The fighting was fierce in both locations. The British and Dutch were forced to retreat a few kilometres but managed to regroup at the village of Mont St Jean. The Prussians suffered considerably and Napoleon, believing that he had won a decisive victory, turned his attentions to the British. On the morning of 18 June, the French and British faced each other from opposing ridges, south of the village of Waterloo. Napoleon's troops significantly outnumbered those of Wellington. His artillery was superior.
But Napoleon had overestimated the amount of damage he had inflicted on the Prussian troops. Far from being routed, the Prussian leader, Field Marshal Blücher, now marched his remaining men to join Wellington and the Allies.
After heavy rain the night before, battle was joined at 11.30 a.m. The fighting was concentrated around three farms: Papellotte, Hougoumont, which the British managed to defend throughout the day, and La Haye Sainte, which the French briefly managed to overrun in the late afternoon.

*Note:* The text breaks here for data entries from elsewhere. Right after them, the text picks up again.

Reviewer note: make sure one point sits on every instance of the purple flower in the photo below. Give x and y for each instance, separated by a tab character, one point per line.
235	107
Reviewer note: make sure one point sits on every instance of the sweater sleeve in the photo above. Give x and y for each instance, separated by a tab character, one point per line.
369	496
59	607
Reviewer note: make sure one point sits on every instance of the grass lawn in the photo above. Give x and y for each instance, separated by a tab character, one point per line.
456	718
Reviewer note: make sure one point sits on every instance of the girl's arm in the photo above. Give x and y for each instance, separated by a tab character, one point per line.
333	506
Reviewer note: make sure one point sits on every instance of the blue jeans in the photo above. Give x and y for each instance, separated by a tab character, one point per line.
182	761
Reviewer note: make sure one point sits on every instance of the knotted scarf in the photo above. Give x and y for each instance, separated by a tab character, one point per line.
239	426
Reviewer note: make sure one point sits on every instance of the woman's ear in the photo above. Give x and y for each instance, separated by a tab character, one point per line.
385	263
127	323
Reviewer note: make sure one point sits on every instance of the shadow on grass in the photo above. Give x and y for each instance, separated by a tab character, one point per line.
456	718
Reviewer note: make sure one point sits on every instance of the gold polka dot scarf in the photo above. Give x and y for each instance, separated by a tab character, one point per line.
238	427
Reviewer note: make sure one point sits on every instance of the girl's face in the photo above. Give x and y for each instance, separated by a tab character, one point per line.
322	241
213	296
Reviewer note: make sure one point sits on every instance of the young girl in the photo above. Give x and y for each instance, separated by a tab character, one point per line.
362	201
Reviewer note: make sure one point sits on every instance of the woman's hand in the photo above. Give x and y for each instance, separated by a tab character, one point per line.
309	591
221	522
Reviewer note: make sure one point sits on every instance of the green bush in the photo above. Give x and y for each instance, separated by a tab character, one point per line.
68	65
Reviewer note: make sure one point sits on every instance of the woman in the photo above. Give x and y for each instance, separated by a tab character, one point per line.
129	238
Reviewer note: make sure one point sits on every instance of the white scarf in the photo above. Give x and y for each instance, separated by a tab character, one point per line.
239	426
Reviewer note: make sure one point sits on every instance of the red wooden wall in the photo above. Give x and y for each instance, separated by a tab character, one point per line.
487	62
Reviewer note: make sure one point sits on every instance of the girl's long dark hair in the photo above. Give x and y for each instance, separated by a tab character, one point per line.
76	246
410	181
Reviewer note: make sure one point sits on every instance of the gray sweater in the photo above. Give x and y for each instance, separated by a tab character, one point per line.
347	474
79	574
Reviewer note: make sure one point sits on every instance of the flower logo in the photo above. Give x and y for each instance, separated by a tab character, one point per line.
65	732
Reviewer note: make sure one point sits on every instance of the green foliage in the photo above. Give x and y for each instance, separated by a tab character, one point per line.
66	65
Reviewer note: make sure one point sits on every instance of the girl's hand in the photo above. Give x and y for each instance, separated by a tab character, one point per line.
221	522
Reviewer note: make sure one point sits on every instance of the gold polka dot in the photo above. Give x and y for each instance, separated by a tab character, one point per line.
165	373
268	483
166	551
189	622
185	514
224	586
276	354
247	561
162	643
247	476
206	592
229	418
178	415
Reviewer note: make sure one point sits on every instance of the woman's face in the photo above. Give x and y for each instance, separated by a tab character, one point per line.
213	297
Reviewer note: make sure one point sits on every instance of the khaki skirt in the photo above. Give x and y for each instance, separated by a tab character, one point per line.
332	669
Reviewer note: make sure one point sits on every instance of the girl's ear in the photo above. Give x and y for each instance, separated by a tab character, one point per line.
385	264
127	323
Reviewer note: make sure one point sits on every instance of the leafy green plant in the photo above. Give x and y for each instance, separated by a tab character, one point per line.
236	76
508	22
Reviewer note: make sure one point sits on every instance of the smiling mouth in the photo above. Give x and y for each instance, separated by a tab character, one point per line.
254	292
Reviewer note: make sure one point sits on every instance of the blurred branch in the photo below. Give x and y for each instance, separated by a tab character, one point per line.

The battle could have gone either way throughout most of the day, but at around 4 p.m. Blücher’s Prussian troops arrived to attack the French flank. This tipped the balance in the Allies’ favour and, despite bold offensives, by the evening the French were on the retreat. Bonaparte himself had already fled back to France. He was forced to abdicate a second time on 22 June, and undertook a second, final exile to the island of St Helena in the south Atlantic, where he died in 1821.
Wellington by contrasts was now a national and European hero. He served as British prime minister from 1828 to 1830 with little success, but the reputation he won at Waterloo remained with him throughout his life. Rail travellers to Paris today on the Eurostar depart from the station named after his greatest, most close-run victory.